The following week was the competition for our age groups. I went along to the event with Sister, mostly because i was 7 and didn’t have much choice otherwise. As she was displaying her awesomeness for the world to fawn over I was in the balcony passing the time playing with my super-bouncy ball. Playing by myself always seemed to put me in a child-like Zen state when i was a ... child. The simplicity of my playtime was crashed when an older girl came sauntering through my play space twirling her shiny, rubber tipped, metal wand. She asked if i was there to compete. Fist i barked a scoffing laugh her direction, then admitted in shame that i had given up on my batoning dreams just a week prior. The girl was kind enough to show me some of the ways that had helped her master the wrist flicking art and to my surprise i quickly picked up on the skill i had so easily dismissed as impossible. I could do this. I could be good at this i thought to myself. But then 86ed the idea because, truthfully, i thought the whole thing was dumb. I'd rather be climbing a tree with my bros than tossing a shiny stick around with a bunch of airheads.
Yeah, i felt that way even as i kid. Don’t hate.
What i should have taken from this little experience is that i won’t always pick up on things immediately. It might take a little patience and work. Instead i just continued avoiding the things didn’t come to me easily and stuck to the rest that i was better than most people at. Like climbing trees and catching frogs at the creek. The important things.
I've never been very good at being "more than friends" with guys. When that parameter is breached they're no longer satisfied with building forts or playing soccer after school. They now want to hold your hand and kiss you and stuff. I wasn’t good at that stuff. I didn’t know what i was doing or how it would fit into my play time. How do you go from holding hands to ambushing Big Sister's sleep over? There is no segue for that.
Through the middle/high school i kept things simple. My circle of friends always consisted of guys. But just friends. They didn’t treat me like a girl and i didn’t psychologically castrate
them . It was a good balance.
In my early 20s, Jesus School presented my with new challenges. There were rules limiting co-ed hang out time, and subsequently limiting access to my usual posse' of choice. I spent most of the first year alone. Girls were a pain. Eventually, a couple of them grew on me. The concept of "doing laundry" took on new meaning. Meaning i learned the joys of a good gossip session. I felt the change happening. I was turning into a girl. And it wasn’t all bad.
Now that i was identified among the rest of my gender the fellas started treating me differently. Surprisingly enough i didn’t mind it, i just didn’t know how to handle this new kind of
attention.
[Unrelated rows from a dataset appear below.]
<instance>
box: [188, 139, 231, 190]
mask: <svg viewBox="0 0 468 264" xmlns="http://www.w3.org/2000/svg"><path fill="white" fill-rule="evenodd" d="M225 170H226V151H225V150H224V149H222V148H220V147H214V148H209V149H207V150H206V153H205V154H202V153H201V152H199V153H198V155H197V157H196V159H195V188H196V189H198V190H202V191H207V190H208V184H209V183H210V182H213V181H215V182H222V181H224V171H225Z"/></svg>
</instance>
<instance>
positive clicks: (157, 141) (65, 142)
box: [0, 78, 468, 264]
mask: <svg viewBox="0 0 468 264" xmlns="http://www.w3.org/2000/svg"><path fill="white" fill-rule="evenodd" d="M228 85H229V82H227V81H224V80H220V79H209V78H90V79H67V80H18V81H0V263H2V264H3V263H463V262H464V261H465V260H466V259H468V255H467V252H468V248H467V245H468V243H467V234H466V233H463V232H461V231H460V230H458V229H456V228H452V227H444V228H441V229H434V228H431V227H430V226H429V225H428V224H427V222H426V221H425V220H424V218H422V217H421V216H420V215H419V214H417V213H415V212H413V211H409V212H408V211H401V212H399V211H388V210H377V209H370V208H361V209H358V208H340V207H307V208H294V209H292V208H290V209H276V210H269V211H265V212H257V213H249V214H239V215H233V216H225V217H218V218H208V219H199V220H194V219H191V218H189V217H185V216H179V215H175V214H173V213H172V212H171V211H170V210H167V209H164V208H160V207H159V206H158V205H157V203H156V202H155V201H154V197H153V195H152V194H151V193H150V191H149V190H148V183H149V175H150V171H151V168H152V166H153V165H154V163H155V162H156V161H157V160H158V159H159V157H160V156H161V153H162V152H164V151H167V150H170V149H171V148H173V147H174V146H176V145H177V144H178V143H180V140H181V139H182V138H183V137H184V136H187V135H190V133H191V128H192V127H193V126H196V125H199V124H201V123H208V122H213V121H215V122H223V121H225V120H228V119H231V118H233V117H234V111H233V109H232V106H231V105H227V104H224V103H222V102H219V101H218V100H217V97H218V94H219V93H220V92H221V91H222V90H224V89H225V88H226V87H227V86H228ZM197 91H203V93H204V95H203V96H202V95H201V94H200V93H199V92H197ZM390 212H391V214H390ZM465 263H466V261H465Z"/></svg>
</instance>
I remember being told that i was a bit intimidating. I wasn’t trying to be though. But i was avoiding something i wasn’t good at; Being a girl that boys liked.
In this new place that i have grown into, i am being intentional about wrestling down these issues i have long avoided. I've got this new guy that I’ve gone out with a few times, the Pseudo-Hippy. He likes me a good bit. I like him... in ways. I know i need to come clean with him but i don’t know how. I want the situation to resolve itself. But i know it won’t.
I'm not good at these things. I want to quit.
None of this is going the way i planned. There is nothing Zen about the way i am feeling.
Where's that bouncy ball when I need it?